Community workers may address psychiatrist shortage



A pilot project that trains lay community members to screen for and address common psychiatric disorders, addiction issues, and suicide risk promises to bring timely, evidence-based health services to those with little to no access to effective care.

The current shortage of mental health clinicians is driven by increased demand from a population more willing to seek psychiatric help and clinicians leaving the workforce. Both factors were exacerbated by the COVID-19 pandemic.

“It would be costly to address the problem through additional specialist training, and doing so would take decades to see any changes,” project director Milton L. Wainberg, MD, professor of clinical psychiatry at Columbia University, New York, and New York State Psychiatric Institute, said in an interview.

professor of clinical psychiatry at Columbia University/New York State Psychiatric Institute Pauline Anderson

Dr. Milton Wainberg

A better solution is to train members of the community to be the entry point to the mental health care system, a strategy that has been proven effective.

Details of the project were discussed at the annual meeting of the American Psychiatric Association.

Half of the United States population will be diagnosed with a mental or substance use disorder in their lifetime, but only about half of those will receive proper treatment. That percentage is even greater among lower-income groups and minorities, said Dr. Wainberg.

Despite the availability of multiple evidence-based therapies, there has been no reduction in the global prevalence of psychiatric illness since 1990 – the first time this burden was determined, he said.

Unfeasible model

“The historic paradigm of ongoing long-term care is costly and not a feasible public mental health model. There is no evidence that it works, and there is increasing demand for brief interventions,” said Dr. Wainberg.

The new initiative – called ENGAGE – has its origins in parts of Africa, where nurses had to be trained during the AIDS crisis as there weren’t enough doctors to roll out antiretroviral therapy.
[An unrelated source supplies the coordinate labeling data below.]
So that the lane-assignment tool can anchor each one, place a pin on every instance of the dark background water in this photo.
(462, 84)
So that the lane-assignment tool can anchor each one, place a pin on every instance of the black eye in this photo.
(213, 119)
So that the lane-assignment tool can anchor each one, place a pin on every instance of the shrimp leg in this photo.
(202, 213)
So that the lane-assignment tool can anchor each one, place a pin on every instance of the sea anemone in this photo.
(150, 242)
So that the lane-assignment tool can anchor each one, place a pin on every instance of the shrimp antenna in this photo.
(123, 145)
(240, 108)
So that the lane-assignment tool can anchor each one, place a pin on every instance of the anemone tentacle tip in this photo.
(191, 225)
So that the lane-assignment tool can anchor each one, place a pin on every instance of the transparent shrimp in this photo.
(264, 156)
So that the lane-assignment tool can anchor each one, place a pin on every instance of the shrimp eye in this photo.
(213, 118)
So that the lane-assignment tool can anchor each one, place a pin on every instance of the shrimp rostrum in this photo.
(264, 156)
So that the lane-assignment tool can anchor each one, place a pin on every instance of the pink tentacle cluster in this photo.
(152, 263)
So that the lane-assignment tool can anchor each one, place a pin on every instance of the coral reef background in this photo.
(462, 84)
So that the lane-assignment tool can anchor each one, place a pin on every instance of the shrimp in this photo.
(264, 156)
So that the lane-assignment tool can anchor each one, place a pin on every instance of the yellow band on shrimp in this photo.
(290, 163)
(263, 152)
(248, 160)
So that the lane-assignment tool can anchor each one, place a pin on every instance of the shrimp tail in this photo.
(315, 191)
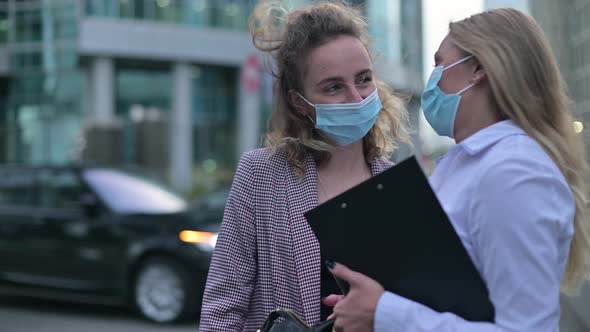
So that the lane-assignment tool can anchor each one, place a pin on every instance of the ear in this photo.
(298, 103)
(479, 74)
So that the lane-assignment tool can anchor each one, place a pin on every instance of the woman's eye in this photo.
(365, 79)
(332, 88)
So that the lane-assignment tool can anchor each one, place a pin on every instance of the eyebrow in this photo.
(436, 56)
(339, 78)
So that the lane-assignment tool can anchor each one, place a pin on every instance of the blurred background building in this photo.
(174, 86)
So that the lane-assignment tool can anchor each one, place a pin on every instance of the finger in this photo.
(346, 274)
(332, 299)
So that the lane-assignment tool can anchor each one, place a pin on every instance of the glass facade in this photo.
(46, 95)
(227, 14)
(43, 99)
(41, 118)
(215, 113)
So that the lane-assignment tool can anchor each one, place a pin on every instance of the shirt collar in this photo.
(490, 135)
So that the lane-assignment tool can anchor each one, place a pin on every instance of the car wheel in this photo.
(163, 291)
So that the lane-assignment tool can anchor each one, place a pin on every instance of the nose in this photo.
(355, 95)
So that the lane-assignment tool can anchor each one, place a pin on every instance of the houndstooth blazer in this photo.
(267, 256)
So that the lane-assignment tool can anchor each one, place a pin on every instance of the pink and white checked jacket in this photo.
(267, 256)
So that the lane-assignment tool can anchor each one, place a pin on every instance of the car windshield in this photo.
(127, 193)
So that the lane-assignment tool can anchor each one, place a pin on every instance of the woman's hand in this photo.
(355, 311)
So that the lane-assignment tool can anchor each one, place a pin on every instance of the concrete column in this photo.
(181, 133)
(101, 90)
(249, 103)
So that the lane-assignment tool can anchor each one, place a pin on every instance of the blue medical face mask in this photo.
(440, 109)
(345, 124)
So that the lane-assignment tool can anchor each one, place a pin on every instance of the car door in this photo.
(89, 245)
(20, 253)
In the United States, the program trains and certifies community workers who are passionate about their community. “Members of the community want to learn how to help their neighbors,” said Dr. Wainberg. “When we give them the opportunity to learn skills that can actually change community members’ symptoms, they are excited.”

The training involves a didactic component and an experiential component, in which trainees work with at least three cases under supervision to demonstrate competency. Technical assistance and other supports, such as refresher training, are offered for a year after training.

Workers ask three initial questions to quickly determine if a person has a mental health disorder. Asking 10 additional questions tells the worker if the person has a common mental health disorder like depression, anxiety, or posttraumatic stress disorder (PTSD), a substance use disorder involving alcohol or drugs, suicide risk, or a severe disorder requiring referral to a mental health specialist.

Those who do not require a referral are offered an intervention personalized to their need.

The training costs $5,000 per person. “We calculated for New York State it would cost only $18 million to train everybody we need,” said Dr. Wainberg.